Allen Knutson's generals, 10/93, length about 2:20
Examiners: Hale Trotter, Dennis McLaughlin, Lisa Jeffrey
Special topics: Lie algebras & algebraic topology
Complex analysis (McL)
Draw a Riemann surface in the polygonal representation.
Let f be a meromorphic function on it. How can I define a log f?
(Have to cut it until it's simply connected.)
Wait, what about the zeros and poles of f?
(Oops! Make cuts to those too.)
Now let g be another meromorphic function on here.
What's \int log f dlog g?
(I computed it using the residue theorem, with some prodding, having
forgotten the properties of dlog g, but was given time to rederive them.)
Okay, now compute it the other way, directly.
(Complete failure. Eventually we gave up.)
Algebra (T)
If M is free abelian, how can I put quotients of M in some standard form?

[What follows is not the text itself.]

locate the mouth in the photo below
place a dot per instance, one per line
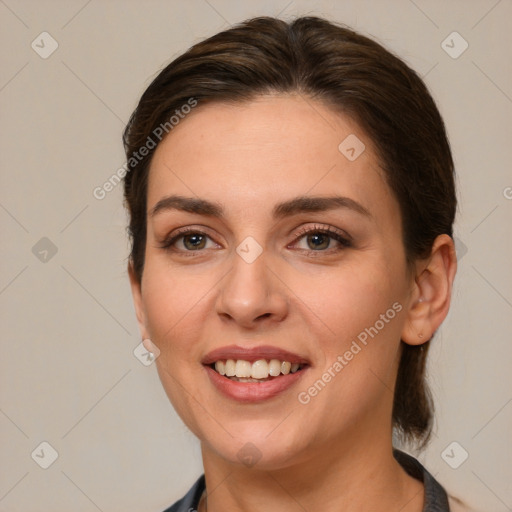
(253, 375)
(261, 370)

(Talked about row and column reduction of an integer matrix, occasionally
adding auxiliary rows.)
Okay, I believe that you could fill in the details. What was crucial about Z?
How does the procedure simplify if it's an ED, not just a PID? (Since my
proof had just used PID-ness.)
Do you know a PID that's not an ED?
("Yes." He almost let it go at that, too.)
How would you start finding the groups of order 56?
Is there in fact a way for Z_7 to act on a group of order 8 nontrivially?
What does square discriminant of a polynomial indicate about the Galois group?
What's a Galois group that's not S_n or A_n?
Real analysis (J)
Routine application of Baire category - but know the equivalent statements!
Show Fourier series of L^1 functions are continuous.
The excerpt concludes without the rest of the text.